Because of $K(F/G) = K(G/F)$, we may assume $\deg F\ge \deg G$. If $\deg F =
\deg G$, we can write $G(x)/F(x) = \lambda + G_2(x)/F(x)$ for some $\lambda\in
K$ and $G_2(x)\in K[x]$ with $\deg G_2(x) < \deg F(x)$. Because of $K(G/F) =
K(G_2/F)$, we may assume that
$$
\deg F>\deg G.
$$
Then $p(y) = F(y) - G(y)\cdot F(x)/G(x)$ is a monic polynomial (up to the leading coefficient of $F(y)$, which is a unit in $K[F/G]$) in
$K[F/G][y]$, with $p(x) = 0$, i. e. $x$ is integral over $K[F/G]$. If
$\mu(y)$ denotes the minimal polynomial of $x$ over $K(F/G)$, then it lies
already in $K[F/G][y]$: $K[F/G]$ is a polynomial ring over $K$ and hence
integrally closed. Since $\mu(y)$ divides $p(y)$, it follows that all zeros of
$\mu(y)$ are zeros of $p(y)$ and therefore integral over $K[F/G]$. The
coefficients of $\mu(y)$ are elementary symmetric functions in these (integral)

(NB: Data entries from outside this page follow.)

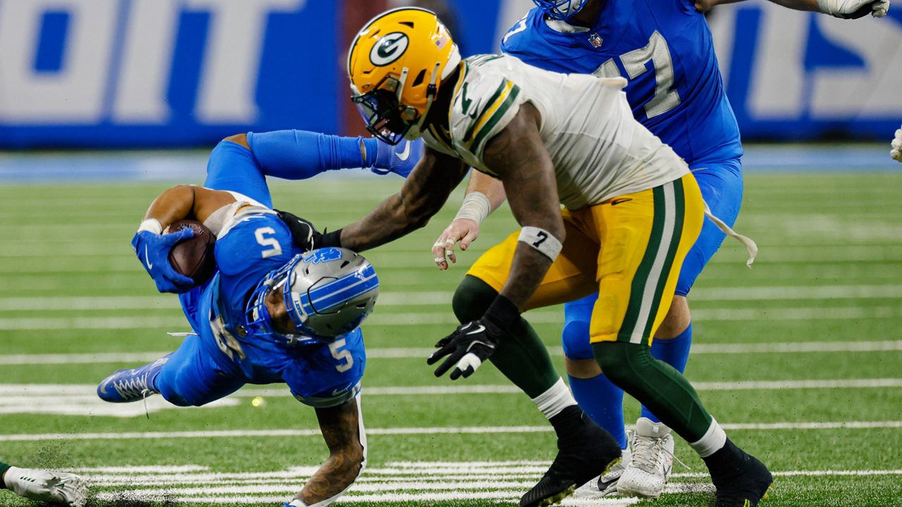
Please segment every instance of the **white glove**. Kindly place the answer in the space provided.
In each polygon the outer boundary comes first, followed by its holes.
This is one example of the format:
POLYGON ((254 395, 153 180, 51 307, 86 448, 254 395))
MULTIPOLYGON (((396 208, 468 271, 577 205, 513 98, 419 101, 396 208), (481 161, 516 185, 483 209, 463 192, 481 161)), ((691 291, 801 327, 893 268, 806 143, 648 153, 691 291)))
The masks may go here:
POLYGON ((817 0, 817 8, 842 19, 858 19, 869 14, 881 18, 889 10, 889 0, 817 0))
POLYGON ((902 162, 902 128, 896 130, 896 139, 893 139, 892 146, 889 156, 902 162))
POLYGON ((13 493, 31 500, 70 507, 84 507, 87 501, 85 480, 74 474, 11 466, 4 482, 13 493))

zeros and hence itself integral over $K[F/G]$. But by integral closedness, they
have to lie in $K[F/G]$, i. e. $\mu(y) \in K[F/G][y]$ as desired.

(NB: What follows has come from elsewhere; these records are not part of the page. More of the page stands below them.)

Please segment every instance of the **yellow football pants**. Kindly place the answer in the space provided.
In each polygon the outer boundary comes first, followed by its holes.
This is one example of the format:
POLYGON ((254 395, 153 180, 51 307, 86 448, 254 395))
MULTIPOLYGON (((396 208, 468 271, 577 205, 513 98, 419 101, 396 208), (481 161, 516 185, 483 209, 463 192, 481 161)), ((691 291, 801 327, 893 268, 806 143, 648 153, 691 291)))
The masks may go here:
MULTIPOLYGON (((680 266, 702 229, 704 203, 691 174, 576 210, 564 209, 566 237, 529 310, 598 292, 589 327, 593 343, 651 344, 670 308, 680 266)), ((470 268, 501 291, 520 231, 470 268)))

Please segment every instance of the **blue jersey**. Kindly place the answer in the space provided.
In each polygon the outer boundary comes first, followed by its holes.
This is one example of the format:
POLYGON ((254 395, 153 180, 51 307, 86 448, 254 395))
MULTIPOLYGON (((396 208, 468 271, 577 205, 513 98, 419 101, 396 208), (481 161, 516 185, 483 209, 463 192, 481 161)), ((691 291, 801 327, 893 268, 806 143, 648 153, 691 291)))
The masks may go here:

Write $\mu(y) = y^n + a_{n-1}(F(x)/G(x))y^{n-1} + \dotsb+ a_0(F(x)/G(x)) \in
K[F(x)/G(x)][y]$. We will show that $n\ge \deg
F(x)$.
Let $N\in\mathbb N$ be minimal with $G(x)^Na_i(F(x)/G(x))\in K[x]$ for all
$i=0,\dotsc,n-1$. We write $a_i(y) = \sum_{j=0}^{m_i}a_{i,j}y^j$ so that $N =
\max\{m_0,\dotsc,m_{n-1}\}$. Rearranging terms in
$$
G(x)^Nx^n + G(x)^Na_{n-1}(F(x)/G(x))x^{n-1} + \dotsb+ G(x)^Na_0(F(x)/G(x)) = 0,
$$
we obtain
$$
G(x)^N\cdot (x^n + a_{n-1,0}x^{n-1}+ \dotsb+ a_{0,0}) = -F(x)\cdot
\sum_{i=0}^{n-1} \frac{G(x)^N(a_i(F(x)/G(x))-a_{i,0})}{F(x)}\cdot x^i.
$$
Since $F(x)$ and $G(x)$ are coprime, it follows that $F(x)$ divides $x^n +
a_{n-1,0}x^{n-1}+\dotsb+ a_{0,0}$ and hence $n\ge \deg F(x)$.